Barry beamed and twirled his umbrella for good show. "Thank you, Dr. Watson."
"Probably the only costume Sherlock actually fears. Should pop out from behind a few corners, give him a right good pranking this Halloween," the doctor continued, causing Lestrade to snicker.
Eyes narrowed, Sherlock retaliated, "Mini-Watson, go shoot Regular-Watson in the foot."
"Mini-Sherlock, go make somebody cry. That's how we know it's a real holiday," John retorted.
"Boys!" Mrs. Hudson called, sufficiently ending the altercation. "The twins have arrived!"
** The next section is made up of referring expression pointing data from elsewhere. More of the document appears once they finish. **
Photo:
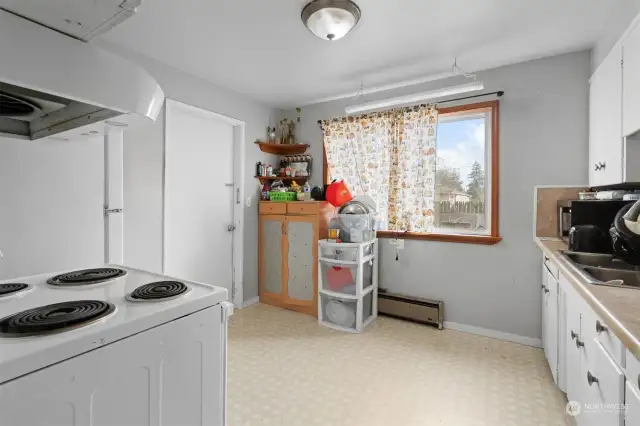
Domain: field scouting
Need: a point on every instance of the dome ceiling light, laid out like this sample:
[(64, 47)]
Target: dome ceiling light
[(331, 19)]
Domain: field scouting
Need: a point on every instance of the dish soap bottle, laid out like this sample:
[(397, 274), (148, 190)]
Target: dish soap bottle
[(306, 189)]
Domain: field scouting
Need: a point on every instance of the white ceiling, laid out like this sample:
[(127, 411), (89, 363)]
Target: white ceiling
[(261, 48)]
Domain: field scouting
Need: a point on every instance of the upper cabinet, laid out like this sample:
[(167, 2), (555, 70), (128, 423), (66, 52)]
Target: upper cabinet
[(631, 73), (605, 122)]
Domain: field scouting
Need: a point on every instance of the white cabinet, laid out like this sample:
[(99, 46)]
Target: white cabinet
[(605, 122), (631, 73), (550, 320)]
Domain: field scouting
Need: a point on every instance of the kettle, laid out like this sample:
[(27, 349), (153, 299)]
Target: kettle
[(589, 239), (625, 233)]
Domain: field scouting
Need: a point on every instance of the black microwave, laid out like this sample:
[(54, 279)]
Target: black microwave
[(588, 212)]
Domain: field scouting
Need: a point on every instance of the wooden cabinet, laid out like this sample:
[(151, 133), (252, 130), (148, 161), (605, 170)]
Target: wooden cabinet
[(288, 253), (605, 122), (631, 78)]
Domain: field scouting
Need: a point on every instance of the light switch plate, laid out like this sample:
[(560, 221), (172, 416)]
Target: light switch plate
[(398, 243)]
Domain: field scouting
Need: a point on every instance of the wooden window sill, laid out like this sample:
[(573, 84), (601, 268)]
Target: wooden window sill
[(487, 240)]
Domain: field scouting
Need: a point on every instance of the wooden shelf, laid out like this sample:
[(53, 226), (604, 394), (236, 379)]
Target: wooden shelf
[(297, 179), (282, 149)]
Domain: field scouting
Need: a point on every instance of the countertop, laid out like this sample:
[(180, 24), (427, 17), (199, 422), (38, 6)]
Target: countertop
[(619, 308)]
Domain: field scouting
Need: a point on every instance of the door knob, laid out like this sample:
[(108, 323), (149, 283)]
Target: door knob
[(599, 327)]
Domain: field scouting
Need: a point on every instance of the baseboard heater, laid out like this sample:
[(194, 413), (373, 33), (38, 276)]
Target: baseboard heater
[(415, 309)]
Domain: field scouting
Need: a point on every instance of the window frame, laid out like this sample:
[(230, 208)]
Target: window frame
[(494, 236)]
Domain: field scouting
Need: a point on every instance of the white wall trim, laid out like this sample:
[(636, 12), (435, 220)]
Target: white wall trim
[(250, 302), (494, 334), (238, 182)]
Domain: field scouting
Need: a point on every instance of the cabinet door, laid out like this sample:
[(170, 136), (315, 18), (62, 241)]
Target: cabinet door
[(271, 257), (572, 333), (631, 81), (603, 384), (605, 121), (550, 321), (302, 262)]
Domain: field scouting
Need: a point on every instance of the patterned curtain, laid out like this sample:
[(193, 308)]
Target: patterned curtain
[(390, 157)]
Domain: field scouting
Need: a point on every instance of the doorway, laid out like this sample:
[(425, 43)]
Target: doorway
[(203, 192)]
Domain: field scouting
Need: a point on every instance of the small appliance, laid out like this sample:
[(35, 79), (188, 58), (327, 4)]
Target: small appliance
[(625, 233), (589, 239), (587, 212), (112, 346)]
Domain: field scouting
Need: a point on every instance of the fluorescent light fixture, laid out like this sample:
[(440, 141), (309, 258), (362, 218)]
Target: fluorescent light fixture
[(416, 97)]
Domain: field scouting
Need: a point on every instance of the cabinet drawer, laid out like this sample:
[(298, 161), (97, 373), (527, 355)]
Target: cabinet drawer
[(302, 208), (273, 208), (633, 369)]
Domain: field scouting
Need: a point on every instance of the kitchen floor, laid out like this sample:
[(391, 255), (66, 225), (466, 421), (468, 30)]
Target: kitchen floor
[(285, 369)]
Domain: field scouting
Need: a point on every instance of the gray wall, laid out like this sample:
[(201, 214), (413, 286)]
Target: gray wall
[(543, 141), (143, 160), (615, 26)]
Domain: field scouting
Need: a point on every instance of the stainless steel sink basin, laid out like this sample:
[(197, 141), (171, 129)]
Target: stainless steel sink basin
[(615, 277), (598, 260), (604, 269)]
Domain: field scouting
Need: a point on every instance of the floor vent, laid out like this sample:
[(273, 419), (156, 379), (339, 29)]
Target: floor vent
[(415, 309)]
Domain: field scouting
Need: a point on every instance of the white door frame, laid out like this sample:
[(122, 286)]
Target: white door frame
[(238, 188)]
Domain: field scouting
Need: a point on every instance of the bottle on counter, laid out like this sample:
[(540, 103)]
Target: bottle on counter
[(306, 190)]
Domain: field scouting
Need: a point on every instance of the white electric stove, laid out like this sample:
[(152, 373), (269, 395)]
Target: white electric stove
[(112, 346)]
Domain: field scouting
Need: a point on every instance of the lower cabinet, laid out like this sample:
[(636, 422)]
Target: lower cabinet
[(288, 257), (550, 320)]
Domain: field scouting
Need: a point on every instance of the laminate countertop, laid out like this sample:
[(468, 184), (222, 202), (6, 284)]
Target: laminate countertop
[(619, 308)]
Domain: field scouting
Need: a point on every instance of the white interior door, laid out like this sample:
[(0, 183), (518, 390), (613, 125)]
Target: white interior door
[(114, 197), (199, 196)]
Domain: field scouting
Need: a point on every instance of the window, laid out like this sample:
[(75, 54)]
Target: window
[(460, 202)]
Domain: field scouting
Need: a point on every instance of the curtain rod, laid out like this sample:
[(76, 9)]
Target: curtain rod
[(498, 93)]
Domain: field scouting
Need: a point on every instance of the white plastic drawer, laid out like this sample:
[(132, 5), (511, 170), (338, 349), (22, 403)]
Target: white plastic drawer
[(344, 253), (345, 314), (343, 278), (633, 369)]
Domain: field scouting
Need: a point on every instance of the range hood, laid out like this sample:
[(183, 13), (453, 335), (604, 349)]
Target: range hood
[(57, 87)]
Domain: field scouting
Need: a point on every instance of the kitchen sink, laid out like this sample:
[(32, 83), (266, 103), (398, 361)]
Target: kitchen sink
[(598, 260), (604, 269), (615, 276)]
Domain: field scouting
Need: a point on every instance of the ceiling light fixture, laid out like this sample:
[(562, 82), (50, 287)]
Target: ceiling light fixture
[(331, 19), (416, 97)]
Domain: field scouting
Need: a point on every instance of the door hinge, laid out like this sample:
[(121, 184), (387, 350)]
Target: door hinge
[(107, 210)]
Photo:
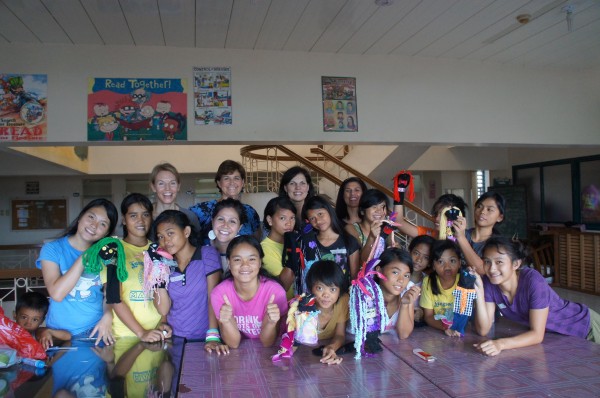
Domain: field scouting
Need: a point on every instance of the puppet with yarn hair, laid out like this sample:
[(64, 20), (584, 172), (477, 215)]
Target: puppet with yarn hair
[(464, 295), (108, 252), (302, 325), (448, 216), (368, 315), (157, 267)]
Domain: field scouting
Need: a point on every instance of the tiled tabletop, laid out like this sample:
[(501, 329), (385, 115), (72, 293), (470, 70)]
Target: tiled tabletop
[(560, 367)]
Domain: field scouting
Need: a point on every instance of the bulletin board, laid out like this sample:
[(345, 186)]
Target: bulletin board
[(32, 214)]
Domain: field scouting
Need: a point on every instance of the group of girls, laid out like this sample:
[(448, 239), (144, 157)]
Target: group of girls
[(227, 285)]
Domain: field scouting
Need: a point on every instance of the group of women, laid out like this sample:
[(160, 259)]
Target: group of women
[(230, 283)]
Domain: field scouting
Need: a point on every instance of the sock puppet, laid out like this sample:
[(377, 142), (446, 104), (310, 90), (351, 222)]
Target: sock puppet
[(108, 252)]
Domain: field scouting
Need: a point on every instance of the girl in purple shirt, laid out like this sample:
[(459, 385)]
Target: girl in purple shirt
[(522, 295)]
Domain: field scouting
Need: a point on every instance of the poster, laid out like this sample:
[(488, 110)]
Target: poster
[(23, 107), (212, 95), (339, 104), (122, 109)]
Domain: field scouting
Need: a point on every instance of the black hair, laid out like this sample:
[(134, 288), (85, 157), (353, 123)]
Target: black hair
[(277, 203), (290, 174), (449, 200), (500, 204), (372, 197), (111, 213), (393, 254), (514, 249), (233, 204), (328, 273), (341, 209), (174, 217), (131, 199), (252, 241), (33, 300), (437, 250)]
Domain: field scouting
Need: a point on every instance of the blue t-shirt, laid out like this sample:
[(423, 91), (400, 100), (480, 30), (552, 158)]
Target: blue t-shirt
[(81, 309), (204, 212)]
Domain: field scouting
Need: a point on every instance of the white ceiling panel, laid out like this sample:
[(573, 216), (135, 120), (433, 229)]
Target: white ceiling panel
[(246, 21), (354, 14), (212, 22), (314, 21), (426, 12), (34, 14), (279, 23), (109, 20), (445, 23), (384, 19), (74, 20), (144, 22), (178, 20)]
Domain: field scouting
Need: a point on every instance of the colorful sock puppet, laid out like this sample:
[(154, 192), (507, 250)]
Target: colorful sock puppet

Both twins strode inside, though it was difficult to decide which was which—as it were, they were dressed identically, sporting short, red-colored wigs, and each held a similar stick of wood in their hands.
Sherlock burst out first with, "Who on earth are you two supposed to be?"
"Fred," Roberta said as she pointed to her sister, just as Rosanna pointed at her and proclaimed, "George."
"Weasley, that is," they added simultaneously.
A stunned silence ensued. Before, after a minute or so of recovery, Barry, Annabeth, and Clancy began to applaud in awe.
"Now that's a swell costume," Lestrade stated matter-of-factly.
"Ditto," agreed John.
"Established," Sherlock concurred.
Well, that's the ending you get when I write it while watching the Harry Potter weekend. There's another HP reference in this chapter, and to whoever else spots it, cookies for you!